From deer and beavers to “free range” pigs and goats in and around Seneca Village, what we now know as Central Park has long been home to an abundance of animals. In 1858, the city adopted the Greensward Plan and began the long process of reshaping the 843 acres of land into a park where everything—from the trees to the trails to the inhabitants—would be meticulously planned to benefit New Yorkers and to promote the city as a global metropolis among the likes of London and Paris. But this vision of Central Park embodied white elite European values, and disagreements about which creatures belonged in the park’s waters and green spaces have often perpetuated systems of oppression.

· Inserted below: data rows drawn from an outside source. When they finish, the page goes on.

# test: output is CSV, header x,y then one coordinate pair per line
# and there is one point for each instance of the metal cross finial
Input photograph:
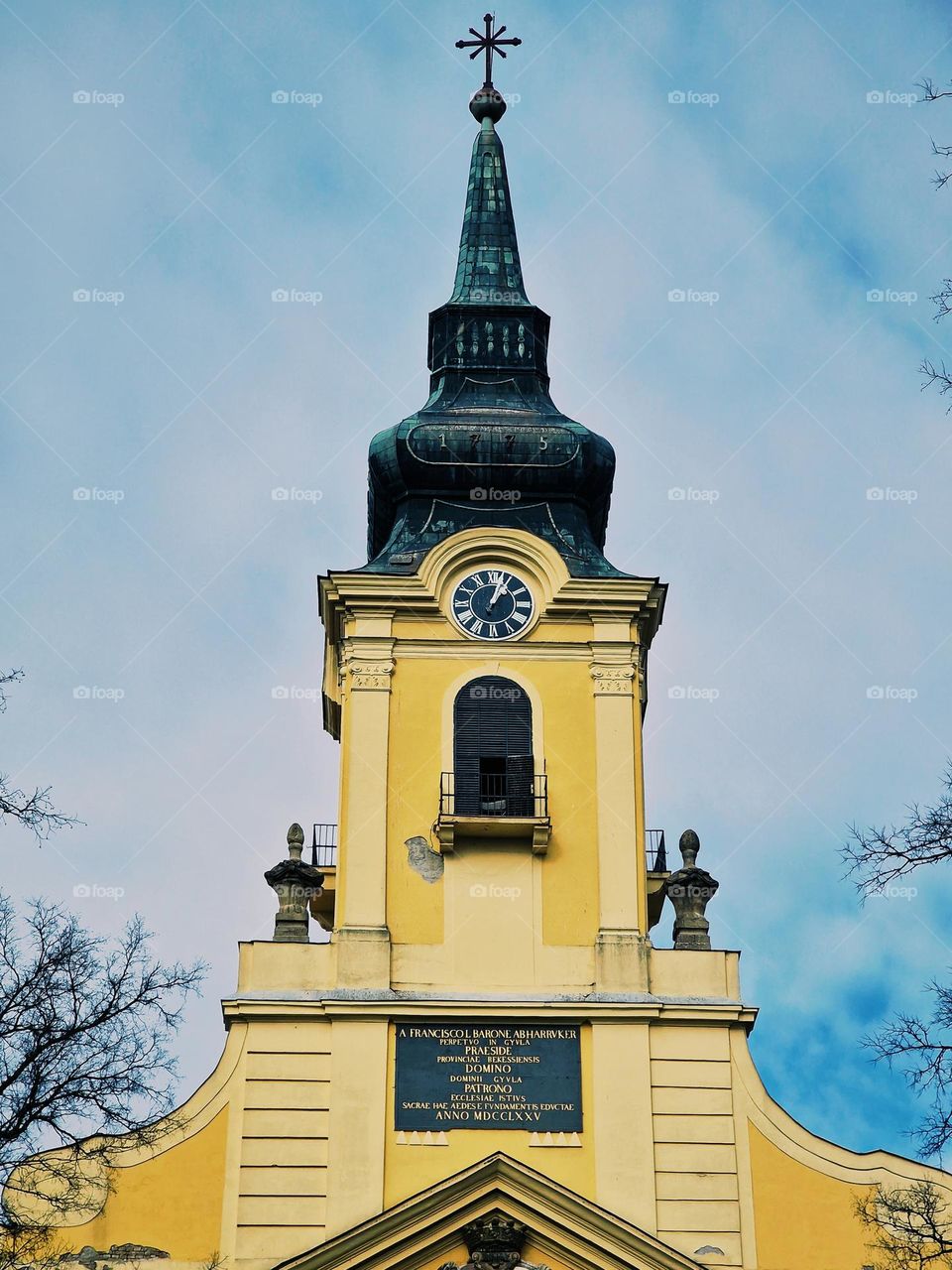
x,y
489,44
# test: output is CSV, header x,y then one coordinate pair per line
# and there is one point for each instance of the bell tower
x,y
486,671
485,1065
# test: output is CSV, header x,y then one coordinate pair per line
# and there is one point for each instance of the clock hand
x,y
500,590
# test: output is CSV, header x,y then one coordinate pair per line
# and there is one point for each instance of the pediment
x,y
424,1232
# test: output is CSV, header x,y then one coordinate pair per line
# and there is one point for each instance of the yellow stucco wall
x,y
420,748
172,1202
802,1216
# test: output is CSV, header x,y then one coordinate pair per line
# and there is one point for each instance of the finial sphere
x,y
486,104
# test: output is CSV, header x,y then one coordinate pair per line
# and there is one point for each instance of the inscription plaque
x,y
488,1076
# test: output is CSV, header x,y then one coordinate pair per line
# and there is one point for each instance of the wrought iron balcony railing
x,y
324,846
494,794
655,851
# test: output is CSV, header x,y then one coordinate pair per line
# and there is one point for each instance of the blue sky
x,y
800,680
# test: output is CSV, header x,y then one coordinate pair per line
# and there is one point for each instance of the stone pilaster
x,y
622,919
367,670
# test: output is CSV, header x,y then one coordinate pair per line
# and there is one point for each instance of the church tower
x,y
486,671
481,1060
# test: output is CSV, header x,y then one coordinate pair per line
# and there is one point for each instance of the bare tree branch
x,y
35,811
910,1227
879,856
85,1069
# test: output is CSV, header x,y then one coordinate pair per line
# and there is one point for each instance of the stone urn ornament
x,y
295,884
690,890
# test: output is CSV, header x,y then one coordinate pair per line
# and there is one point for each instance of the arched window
x,y
493,757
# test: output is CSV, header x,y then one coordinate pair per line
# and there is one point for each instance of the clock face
x,y
493,603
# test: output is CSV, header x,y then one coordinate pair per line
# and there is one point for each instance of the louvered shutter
x,y
493,728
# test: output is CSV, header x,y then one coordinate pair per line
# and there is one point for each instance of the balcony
x,y
500,811
479,806
324,856
656,855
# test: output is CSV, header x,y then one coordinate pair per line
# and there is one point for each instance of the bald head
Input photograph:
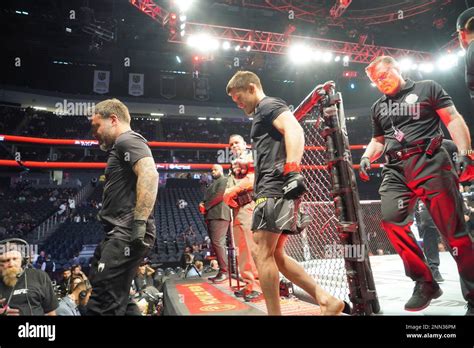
x,y
217,171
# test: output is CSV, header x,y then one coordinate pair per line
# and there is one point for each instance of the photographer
x,y
24,291
144,277
65,282
77,297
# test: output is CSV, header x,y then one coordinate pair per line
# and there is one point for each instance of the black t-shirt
x,y
411,111
470,69
39,294
119,198
268,145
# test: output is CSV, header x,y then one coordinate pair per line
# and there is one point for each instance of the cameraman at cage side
x,y
78,297
406,128
238,196
217,216
65,282
24,291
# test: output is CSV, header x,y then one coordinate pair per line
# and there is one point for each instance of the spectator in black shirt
x,y
278,145
130,191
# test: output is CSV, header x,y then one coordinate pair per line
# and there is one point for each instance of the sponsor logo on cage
x,y
73,108
353,251
217,308
409,108
26,251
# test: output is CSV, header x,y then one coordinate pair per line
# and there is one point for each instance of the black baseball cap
x,y
464,18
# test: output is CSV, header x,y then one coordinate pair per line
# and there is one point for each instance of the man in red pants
x,y
238,196
406,128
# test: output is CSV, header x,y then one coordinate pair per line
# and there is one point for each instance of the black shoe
x,y
253,296
219,278
234,276
423,293
437,276
470,308
240,293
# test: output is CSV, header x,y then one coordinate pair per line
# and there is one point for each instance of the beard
x,y
9,276
104,147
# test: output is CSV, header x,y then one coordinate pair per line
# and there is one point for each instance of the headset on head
x,y
25,257
83,293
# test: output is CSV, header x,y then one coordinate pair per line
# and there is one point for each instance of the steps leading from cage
x,y
198,296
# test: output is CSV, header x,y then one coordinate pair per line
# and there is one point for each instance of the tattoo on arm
x,y
147,187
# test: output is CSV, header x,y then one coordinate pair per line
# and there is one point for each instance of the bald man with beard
x,y
217,216
24,291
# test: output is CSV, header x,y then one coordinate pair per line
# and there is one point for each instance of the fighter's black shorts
x,y
279,215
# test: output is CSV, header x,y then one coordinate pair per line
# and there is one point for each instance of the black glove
x,y
294,186
462,164
364,167
138,234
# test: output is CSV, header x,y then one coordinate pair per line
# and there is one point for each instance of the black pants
x,y
113,267
430,235
435,182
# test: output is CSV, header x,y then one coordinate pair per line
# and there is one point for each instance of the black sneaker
x,y
437,276
219,278
470,308
423,293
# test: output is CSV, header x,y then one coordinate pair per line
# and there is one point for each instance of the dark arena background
x,y
169,62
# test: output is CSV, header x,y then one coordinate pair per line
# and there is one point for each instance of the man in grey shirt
x,y
217,216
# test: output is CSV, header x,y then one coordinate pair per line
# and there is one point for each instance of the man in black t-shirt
x,y
131,187
278,145
24,291
406,128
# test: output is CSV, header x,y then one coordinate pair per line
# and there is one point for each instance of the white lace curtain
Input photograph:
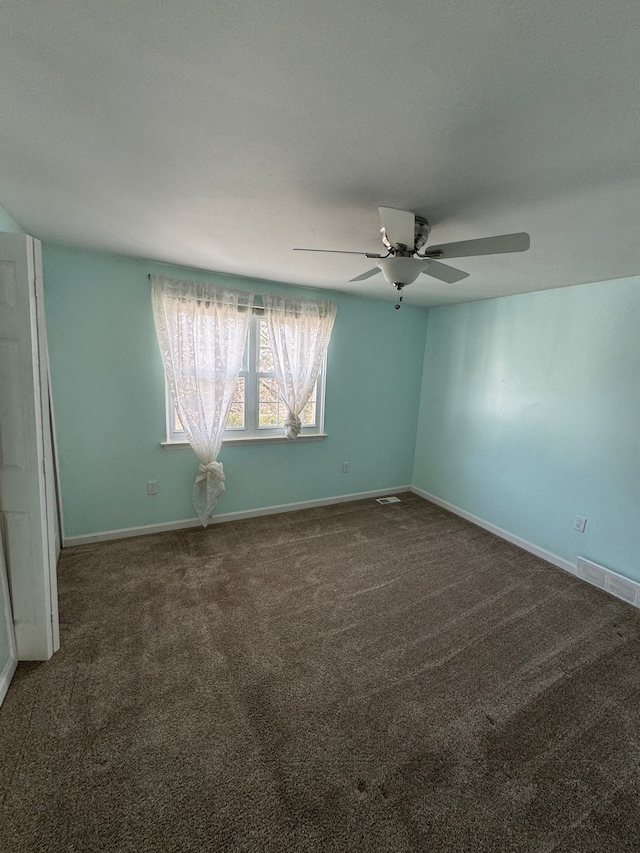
x,y
202,331
299,333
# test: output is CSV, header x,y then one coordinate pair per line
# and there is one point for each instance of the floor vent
x,y
611,582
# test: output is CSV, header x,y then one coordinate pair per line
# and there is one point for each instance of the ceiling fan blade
x,y
444,272
399,226
341,252
364,275
500,245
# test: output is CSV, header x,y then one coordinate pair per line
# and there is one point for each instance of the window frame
x,y
252,432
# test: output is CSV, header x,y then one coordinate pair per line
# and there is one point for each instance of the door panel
x,y
25,442
8,654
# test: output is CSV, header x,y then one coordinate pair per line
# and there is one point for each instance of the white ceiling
x,y
221,135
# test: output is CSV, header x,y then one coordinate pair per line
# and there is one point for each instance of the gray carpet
x,y
350,678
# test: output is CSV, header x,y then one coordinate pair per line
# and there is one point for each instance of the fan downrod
x,y
398,287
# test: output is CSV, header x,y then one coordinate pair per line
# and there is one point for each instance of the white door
x,y
27,487
8,653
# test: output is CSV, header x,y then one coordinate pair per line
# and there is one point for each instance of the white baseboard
x,y
105,535
503,534
585,570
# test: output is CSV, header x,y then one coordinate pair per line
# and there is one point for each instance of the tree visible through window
x,y
257,407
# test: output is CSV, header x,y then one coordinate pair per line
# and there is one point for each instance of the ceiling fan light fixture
x,y
401,271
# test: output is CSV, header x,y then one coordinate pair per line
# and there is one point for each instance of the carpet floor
x,y
354,677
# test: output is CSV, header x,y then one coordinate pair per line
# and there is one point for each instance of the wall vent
x,y
610,581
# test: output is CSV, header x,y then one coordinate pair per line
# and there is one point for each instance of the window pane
x,y
265,356
270,414
308,415
236,416
238,394
265,361
268,390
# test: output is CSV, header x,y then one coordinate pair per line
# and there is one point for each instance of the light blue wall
x,y
107,387
8,223
530,415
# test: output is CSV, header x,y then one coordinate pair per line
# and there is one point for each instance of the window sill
x,y
252,439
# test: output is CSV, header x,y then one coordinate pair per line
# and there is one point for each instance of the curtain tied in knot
x,y
292,425
208,487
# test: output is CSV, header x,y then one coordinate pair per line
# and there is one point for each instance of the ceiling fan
x,y
405,234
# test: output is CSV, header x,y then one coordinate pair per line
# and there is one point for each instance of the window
x,y
257,411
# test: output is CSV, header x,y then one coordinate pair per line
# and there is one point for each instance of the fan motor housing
x,y
423,229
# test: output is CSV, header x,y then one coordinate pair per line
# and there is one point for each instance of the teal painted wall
x,y
8,223
530,415
108,397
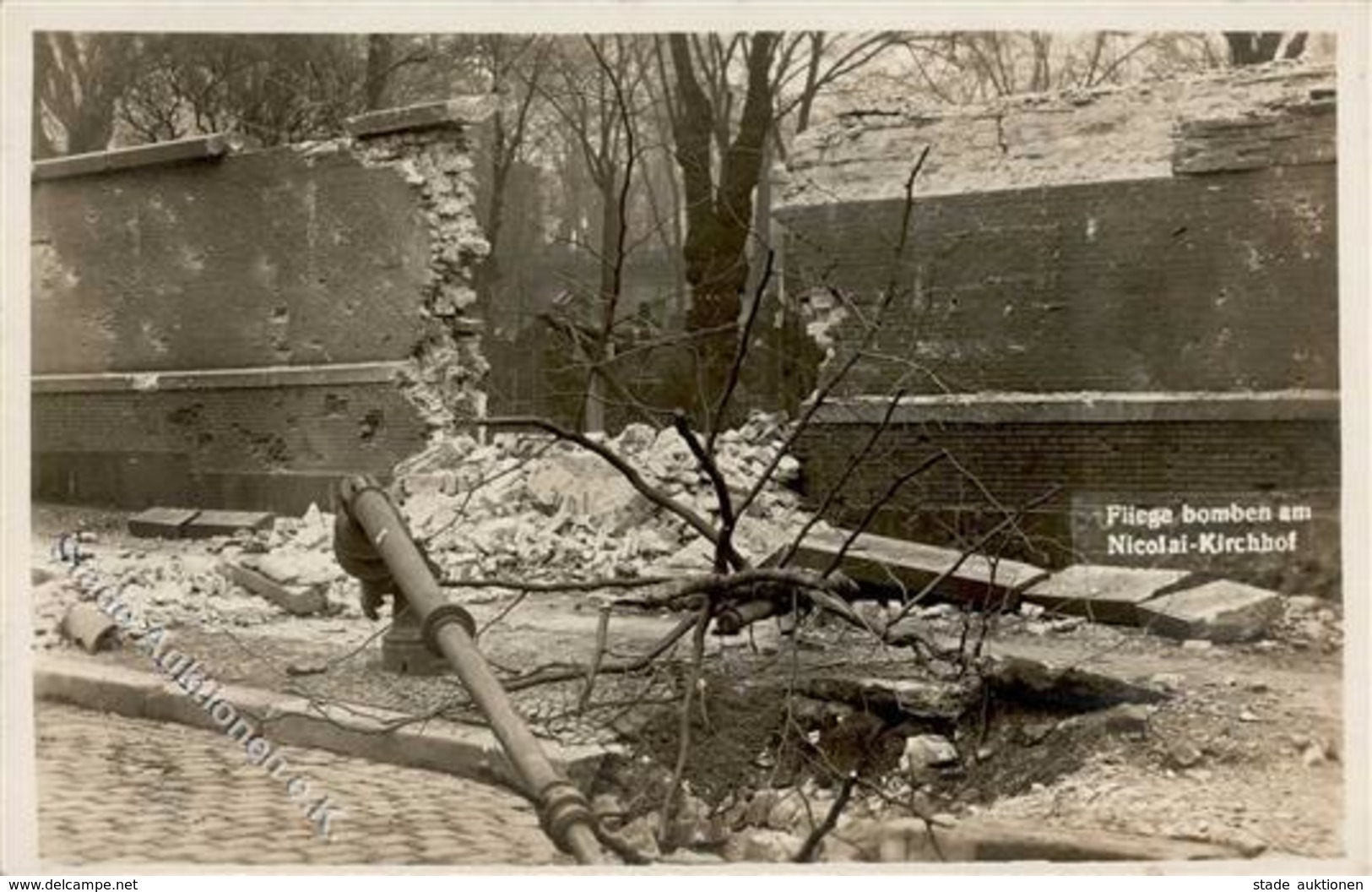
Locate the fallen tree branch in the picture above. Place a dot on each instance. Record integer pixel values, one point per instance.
(541, 677)
(816, 836)
(877, 505)
(575, 585)
(684, 727)
(937, 581)
(838, 485)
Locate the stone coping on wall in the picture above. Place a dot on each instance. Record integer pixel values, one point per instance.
(176, 151)
(1086, 406)
(450, 113)
(219, 379)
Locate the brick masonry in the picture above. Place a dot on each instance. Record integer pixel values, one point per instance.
(1220, 281)
(241, 448)
(1152, 241)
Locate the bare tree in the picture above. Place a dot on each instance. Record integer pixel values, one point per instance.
(719, 210)
(77, 84)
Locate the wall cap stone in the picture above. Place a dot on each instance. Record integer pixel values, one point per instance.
(333, 375)
(1087, 406)
(195, 149)
(450, 113)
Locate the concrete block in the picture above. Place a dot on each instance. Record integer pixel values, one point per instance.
(300, 600)
(193, 149)
(913, 840)
(1217, 611)
(452, 113)
(1106, 595)
(162, 523)
(891, 563)
(210, 523)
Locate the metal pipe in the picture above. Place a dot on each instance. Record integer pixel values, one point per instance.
(563, 810)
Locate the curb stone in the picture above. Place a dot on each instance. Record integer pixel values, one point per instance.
(290, 721)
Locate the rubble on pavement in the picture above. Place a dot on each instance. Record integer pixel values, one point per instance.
(545, 509)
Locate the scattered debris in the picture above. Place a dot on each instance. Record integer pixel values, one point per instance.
(165, 523)
(548, 509)
(89, 626)
(928, 751)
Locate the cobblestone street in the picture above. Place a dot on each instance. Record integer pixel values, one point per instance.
(133, 791)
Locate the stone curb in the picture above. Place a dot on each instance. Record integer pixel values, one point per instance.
(346, 729)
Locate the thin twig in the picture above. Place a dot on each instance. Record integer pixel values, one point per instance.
(845, 791)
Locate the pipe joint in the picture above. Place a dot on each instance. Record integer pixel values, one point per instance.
(442, 615)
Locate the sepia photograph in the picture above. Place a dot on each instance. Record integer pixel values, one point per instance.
(686, 448)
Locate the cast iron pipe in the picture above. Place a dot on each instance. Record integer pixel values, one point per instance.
(449, 630)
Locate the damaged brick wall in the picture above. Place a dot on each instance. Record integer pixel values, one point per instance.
(237, 331)
(1113, 247)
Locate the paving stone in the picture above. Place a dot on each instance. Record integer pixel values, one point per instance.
(298, 600)
(165, 523)
(1217, 611)
(885, 562)
(85, 788)
(1104, 595)
(212, 523)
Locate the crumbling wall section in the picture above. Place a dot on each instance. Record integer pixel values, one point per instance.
(237, 329)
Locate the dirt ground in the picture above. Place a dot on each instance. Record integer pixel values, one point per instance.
(1244, 747)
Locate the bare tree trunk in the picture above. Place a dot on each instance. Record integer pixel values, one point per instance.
(380, 61)
(718, 220)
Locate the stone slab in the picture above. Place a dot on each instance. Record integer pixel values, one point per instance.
(349, 729)
(1217, 611)
(892, 563)
(212, 523)
(298, 600)
(1106, 595)
(160, 523)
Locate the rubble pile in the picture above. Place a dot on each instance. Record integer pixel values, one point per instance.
(548, 509)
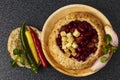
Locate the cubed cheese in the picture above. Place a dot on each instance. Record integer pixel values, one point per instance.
(72, 50)
(67, 53)
(64, 47)
(76, 33)
(68, 45)
(64, 39)
(64, 42)
(74, 54)
(63, 33)
(74, 45)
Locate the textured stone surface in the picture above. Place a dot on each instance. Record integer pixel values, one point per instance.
(35, 12)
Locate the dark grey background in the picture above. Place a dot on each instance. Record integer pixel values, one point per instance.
(13, 12)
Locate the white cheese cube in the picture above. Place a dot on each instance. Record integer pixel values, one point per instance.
(76, 33)
(67, 53)
(64, 47)
(70, 40)
(63, 33)
(69, 35)
(64, 39)
(74, 45)
(64, 43)
(68, 45)
(72, 50)
(74, 54)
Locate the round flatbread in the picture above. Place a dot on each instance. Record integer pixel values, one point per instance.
(14, 41)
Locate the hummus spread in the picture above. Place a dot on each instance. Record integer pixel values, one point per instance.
(71, 63)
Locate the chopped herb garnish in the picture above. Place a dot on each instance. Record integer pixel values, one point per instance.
(104, 59)
(22, 60)
(106, 48)
(20, 55)
(107, 38)
(13, 63)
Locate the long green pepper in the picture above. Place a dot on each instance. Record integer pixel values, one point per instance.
(28, 53)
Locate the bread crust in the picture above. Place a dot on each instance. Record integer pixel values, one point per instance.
(14, 41)
(59, 56)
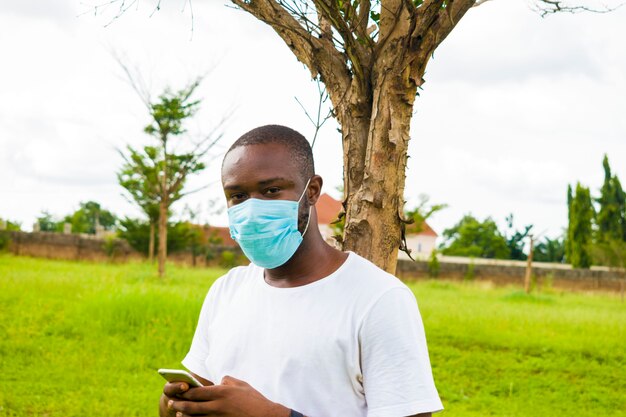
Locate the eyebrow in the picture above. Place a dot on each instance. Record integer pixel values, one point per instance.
(262, 183)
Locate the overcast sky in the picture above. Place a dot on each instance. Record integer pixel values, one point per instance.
(514, 107)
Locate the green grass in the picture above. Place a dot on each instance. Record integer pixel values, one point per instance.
(86, 339)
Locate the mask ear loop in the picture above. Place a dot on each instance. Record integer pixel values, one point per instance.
(308, 220)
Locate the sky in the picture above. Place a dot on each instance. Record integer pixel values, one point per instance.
(514, 108)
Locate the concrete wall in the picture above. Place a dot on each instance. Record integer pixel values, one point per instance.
(511, 272)
(90, 248)
(77, 247)
(69, 246)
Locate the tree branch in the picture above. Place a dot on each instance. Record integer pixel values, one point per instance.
(547, 7)
(318, 54)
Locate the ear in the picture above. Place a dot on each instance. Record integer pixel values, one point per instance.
(314, 190)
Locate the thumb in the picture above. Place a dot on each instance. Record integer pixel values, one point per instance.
(231, 381)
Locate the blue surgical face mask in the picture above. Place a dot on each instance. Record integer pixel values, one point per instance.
(267, 230)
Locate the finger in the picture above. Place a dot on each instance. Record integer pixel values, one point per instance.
(172, 389)
(232, 381)
(209, 393)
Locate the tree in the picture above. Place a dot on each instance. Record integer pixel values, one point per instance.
(160, 174)
(568, 246)
(611, 219)
(472, 238)
(140, 177)
(550, 250)
(180, 235)
(515, 239)
(371, 55)
(416, 218)
(47, 223)
(579, 232)
(89, 216)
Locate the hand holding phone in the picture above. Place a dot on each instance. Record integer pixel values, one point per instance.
(179, 375)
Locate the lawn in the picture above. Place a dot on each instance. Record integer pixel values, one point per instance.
(85, 339)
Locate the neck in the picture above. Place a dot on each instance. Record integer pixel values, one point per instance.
(314, 260)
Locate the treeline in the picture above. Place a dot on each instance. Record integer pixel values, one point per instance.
(91, 218)
(596, 233)
(471, 237)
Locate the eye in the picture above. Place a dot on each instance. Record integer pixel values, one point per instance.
(236, 197)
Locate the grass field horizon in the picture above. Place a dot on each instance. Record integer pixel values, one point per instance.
(82, 338)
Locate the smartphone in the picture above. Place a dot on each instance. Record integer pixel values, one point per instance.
(178, 375)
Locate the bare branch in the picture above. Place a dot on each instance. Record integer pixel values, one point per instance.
(320, 121)
(547, 7)
(318, 54)
(135, 80)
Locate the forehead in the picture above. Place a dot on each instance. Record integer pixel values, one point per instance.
(255, 163)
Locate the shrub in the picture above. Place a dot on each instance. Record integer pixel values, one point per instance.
(5, 240)
(228, 259)
(470, 274)
(433, 265)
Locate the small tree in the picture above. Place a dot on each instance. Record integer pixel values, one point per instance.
(48, 223)
(473, 238)
(611, 218)
(515, 239)
(88, 217)
(157, 176)
(579, 232)
(371, 56)
(140, 177)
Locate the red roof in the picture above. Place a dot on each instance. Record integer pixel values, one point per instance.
(222, 234)
(328, 209)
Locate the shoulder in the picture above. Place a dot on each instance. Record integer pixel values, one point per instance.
(369, 277)
(364, 285)
(226, 286)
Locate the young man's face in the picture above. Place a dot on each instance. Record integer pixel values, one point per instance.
(266, 172)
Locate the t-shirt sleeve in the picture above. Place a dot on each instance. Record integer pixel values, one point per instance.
(397, 378)
(195, 360)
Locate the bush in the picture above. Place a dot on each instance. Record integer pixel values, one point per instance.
(470, 274)
(5, 241)
(433, 265)
(228, 259)
(110, 246)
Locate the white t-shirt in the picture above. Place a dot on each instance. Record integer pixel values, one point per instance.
(351, 344)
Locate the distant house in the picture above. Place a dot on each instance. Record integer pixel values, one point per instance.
(328, 210)
(421, 242)
(217, 235)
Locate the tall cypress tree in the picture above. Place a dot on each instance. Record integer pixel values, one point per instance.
(568, 239)
(579, 230)
(611, 218)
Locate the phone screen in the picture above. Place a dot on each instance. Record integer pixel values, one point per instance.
(179, 375)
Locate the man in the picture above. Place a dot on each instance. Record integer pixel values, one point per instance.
(305, 329)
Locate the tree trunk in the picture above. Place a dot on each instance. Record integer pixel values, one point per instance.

Illuminating the multispecies story of Central Park from the 1850s to the 1970s, Dawn Day Biehler examines the vibrant and intimately connected lives of humans and nonhuman animals in the park. She reveals stories of grazing sheep, teeming fish, nesting swans, migrating warblers, and escaped bison as well as human New Yorkers’ attempts to reconfigure their relationships to the land and claim spaces for recreation and leisure. Ultimately, Biehler shows how Central Park has always been a place where animals and humans alike have vied for power and belonging.

Dawn Day Biehler is associate professor in the Department of Geography and Environmental Systems at the University of Maryland, Baltimore County. She is author of Pests in the City: Flies, Bedbugs, Cockroaches, and Rats.